Alouettes de Montréal

Les Alouettes avaient leur plan

Publié | Mis à jour

Si les Alouettes de Montréal ne semblent pas trop affectés par l’absence physique de l’entraîneur-chef Khari Jones durant leurs activités cette semaine, c’est qu’ils avaient prévu le coup.

C’est ce qu’a affirmé mardi le pilote qui a contracté la COVID-19. 

«C’est un scénario catastrophe, mais nous avions parlé de cette possibilité en début de saison et nous avions établi ce que nous devions faire. Nous étions prêts et nous suivons le plan», a révélé Jones lors d’une visioconférence.

Concrètement, la technologie permet à Jones de suivre les entraînements et de participer aux rencontres d’équipe. Il ne pourra toutefois pas être dans l’oreille du quart-arrière Vernon Adams fils lorsqu’il tentera d’obtenir la victoire contre les Lions de la Colombie-Britannique, samedi.

«Khari a fait un super boulot pour me préparer dans les dernières années et spécifiquement cette saison. Je dois simplement aller sur le terrain, jouer à ma manière et faire confiance à mes gars», a dit le pivot des «Als».

«Je m’attends à ce que tout le monde soit prêt à faire face à ce type de situation malencontreuse», a ajouté Adams fils.
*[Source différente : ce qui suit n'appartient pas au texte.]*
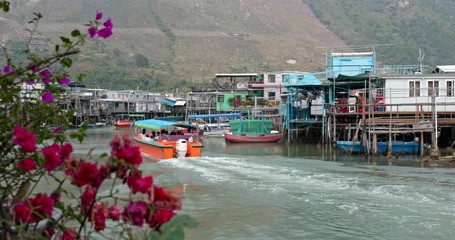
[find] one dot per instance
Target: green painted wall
(222, 100)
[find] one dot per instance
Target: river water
(301, 191)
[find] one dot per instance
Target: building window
(450, 88)
(433, 88)
(414, 88)
(272, 78)
(272, 96)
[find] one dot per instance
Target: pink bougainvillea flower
(33, 69)
(69, 234)
(114, 212)
(55, 155)
(47, 80)
(159, 218)
(27, 164)
(87, 198)
(7, 69)
(99, 15)
(105, 32)
(136, 212)
(22, 212)
(30, 82)
(65, 80)
(45, 73)
(43, 205)
(47, 97)
(91, 32)
(138, 184)
(66, 151)
(108, 23)
(49, 232)
(87, 173)
(99, 217)
(25, 139)
(59, 130)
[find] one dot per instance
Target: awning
(180, 103)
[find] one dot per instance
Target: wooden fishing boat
(252, 131)
(162, 140)
(397, 147)
(253, 139)
(213, 125)
(125, 121)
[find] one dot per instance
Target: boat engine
(181, 147)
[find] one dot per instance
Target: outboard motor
(181, 147)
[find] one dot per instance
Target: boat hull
(253, 139)
(397, 147)
(123, 124)
(166, 149)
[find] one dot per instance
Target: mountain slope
(183, 41)
(398, 28)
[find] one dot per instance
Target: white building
(415, 92)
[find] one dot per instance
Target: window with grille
(433, 88)
(414, 88)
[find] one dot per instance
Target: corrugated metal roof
(446, 68)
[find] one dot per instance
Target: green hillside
(398, 28)
(163, 45)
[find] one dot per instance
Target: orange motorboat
(162, 140)
(125, 121)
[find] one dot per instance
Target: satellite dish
(301, 96)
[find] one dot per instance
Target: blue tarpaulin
(221, 115)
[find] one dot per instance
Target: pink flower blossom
(33, 69)
(138, 184)
(30, 82)
(99, 15)
(69, 234)
(99, 217)
(87, 198)
(105, 32)
(27, 164)
(55, 155)
(22, 212)
(136, 212)
(92, 32)
(25, 139)
(7, 69)
(65, 80)
(45, 73)
(47, 80)
(114, 212)
(108, 23)
(47, 97)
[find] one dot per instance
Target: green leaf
(66, 62)
(75, 33)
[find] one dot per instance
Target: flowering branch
(32, 155)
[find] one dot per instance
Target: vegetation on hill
(164, 45)
(397, 28)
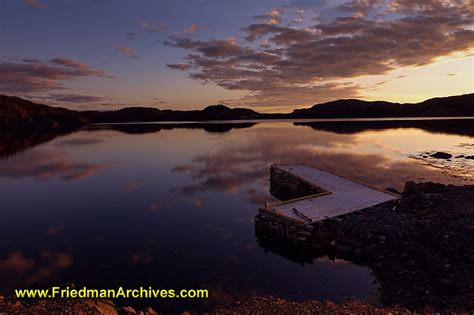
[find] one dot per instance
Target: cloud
(35, 4)
(134, 185)
(193, 28)
(272, 17)
(178, 66)
(126, 51)
(33, 76)
(279, 64)
(152, 27)
(130, 36)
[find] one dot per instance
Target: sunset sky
(270, 55)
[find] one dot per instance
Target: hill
(461, 105)
(17, 113)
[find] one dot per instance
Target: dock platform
(337, 195)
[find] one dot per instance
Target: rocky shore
(420, 248)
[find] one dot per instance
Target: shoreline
(420, 249)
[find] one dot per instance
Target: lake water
(173, 206)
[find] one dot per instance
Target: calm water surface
(173, 206)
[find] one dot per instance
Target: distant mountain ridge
(18, 113)
(461, 105)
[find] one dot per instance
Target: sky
(268, 55)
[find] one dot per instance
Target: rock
(126, 310)
(441, 155)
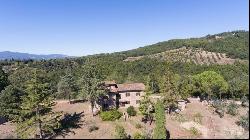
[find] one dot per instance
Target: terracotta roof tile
(131, 87)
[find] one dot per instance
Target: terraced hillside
(184, 54)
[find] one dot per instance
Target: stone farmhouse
(122, 95)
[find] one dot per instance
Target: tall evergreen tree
(10, 101)
(91, 84)
(169, 91)
(160, 129)
(37, 117)
(67, 85)
(210, 84)
(152, 86)
(3, 79)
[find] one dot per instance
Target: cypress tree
(160, 129)
(37, 117)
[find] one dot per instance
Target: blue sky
(82, 27)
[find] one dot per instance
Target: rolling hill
(25, 56)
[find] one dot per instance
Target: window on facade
(122, 104)
(127, 94)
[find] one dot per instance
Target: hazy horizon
(79, 28)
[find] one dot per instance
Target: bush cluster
(232, 109)
(131, 111)
(93, 128)
(110, 115)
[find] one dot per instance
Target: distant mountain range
(24, 56)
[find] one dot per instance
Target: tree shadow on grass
(69, 122)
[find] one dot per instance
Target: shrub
(244, 122)
(245, 102)
(194, 131)
(138, 125)
(180, 118)
(198, 118)
(138, 135)
(232, 109)
(93, 128)
(131, 111)
(219, 108)
(120, 132)
(110, 115)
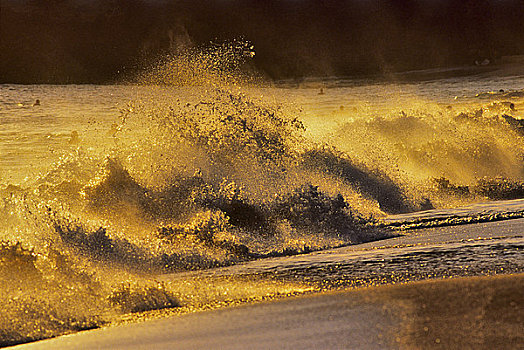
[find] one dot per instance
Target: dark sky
(75, 41)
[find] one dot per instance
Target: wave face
(200, 171)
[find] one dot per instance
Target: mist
(106, 41)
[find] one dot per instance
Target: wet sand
(459, 313)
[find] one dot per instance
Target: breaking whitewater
(197, 166)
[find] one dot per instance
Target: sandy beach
(460, 313)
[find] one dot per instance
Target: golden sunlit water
(112, 194)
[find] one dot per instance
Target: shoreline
(480, 312)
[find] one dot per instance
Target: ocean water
(199, 186)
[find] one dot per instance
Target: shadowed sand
(460, 313)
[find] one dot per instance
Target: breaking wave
(204, 173)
André Bolduc dans la continuité 

L’adjoint de l’instructeur-chef et responsable des porteurs de ballon, André Bolduc, assurera l’intérim de Jones contre les Lions. Le Québécois n’a pas l’intention de changer les façons de faire du club.
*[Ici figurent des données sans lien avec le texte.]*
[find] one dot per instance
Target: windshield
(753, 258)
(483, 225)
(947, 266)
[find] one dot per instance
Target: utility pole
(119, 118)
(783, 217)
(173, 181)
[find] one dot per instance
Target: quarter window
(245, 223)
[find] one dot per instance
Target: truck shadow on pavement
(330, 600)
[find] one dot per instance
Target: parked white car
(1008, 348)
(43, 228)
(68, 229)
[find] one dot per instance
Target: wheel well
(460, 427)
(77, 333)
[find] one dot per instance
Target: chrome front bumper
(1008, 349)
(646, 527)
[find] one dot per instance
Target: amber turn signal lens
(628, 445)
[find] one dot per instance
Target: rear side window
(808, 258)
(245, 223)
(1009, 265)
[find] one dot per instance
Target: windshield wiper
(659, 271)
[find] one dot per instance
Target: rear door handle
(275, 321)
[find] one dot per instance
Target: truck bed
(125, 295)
«L’important dans tout cela, c’est que les joueurs soient dans un environnement identique, a-t-il indiqué. Ils doivent être dans une routine similaire. L’important, c’est que rien ne change. [...] Je m’occupe des transitions, ce que je faisais déjà dans mon rôle de soutien. J’en prends un petit peu plus, mais il faut que les choses restent le plus proches de ce qu’elles étaient.»

De retour dans le personnel d’entraîneurs des Alouettes depuis 2014, Bolduc agira à titre d’entraîneur-chef pour la première fois dans la Ligue canadienne de football. Il avait précédemment occupé ce rôle au niveau universitaire québécois avec le Vert & Or de l’Université Sherbrooke.

L’homme de 50 ans ne voit réellement pas ce premier match comme une audition pour une éventuelle promotion.

«En début de saison, nous avions prévu un plan si cela survenait, a-t-il dit à propos de l’absence de Jones. Je ne crois pas que Danny [Macioca, le directeur général] va m’évaluer samedi en fonction d’une victoire ou une défaite. Si jamais il y a un prochain entraîneur-chef dans plusieurs années, le processus d’embauche se fera autrement.»

«Je le dis depuis longtemps : tant que "coach" Jones sera ici, c’est certain que je veux être son assistant. Si jamais il va ailleurs, je vais être très tenté de le suivre. C’est un homme vraiment incroyable. Non, je ne vois pas ça comme une audition», a conclu Bolduc.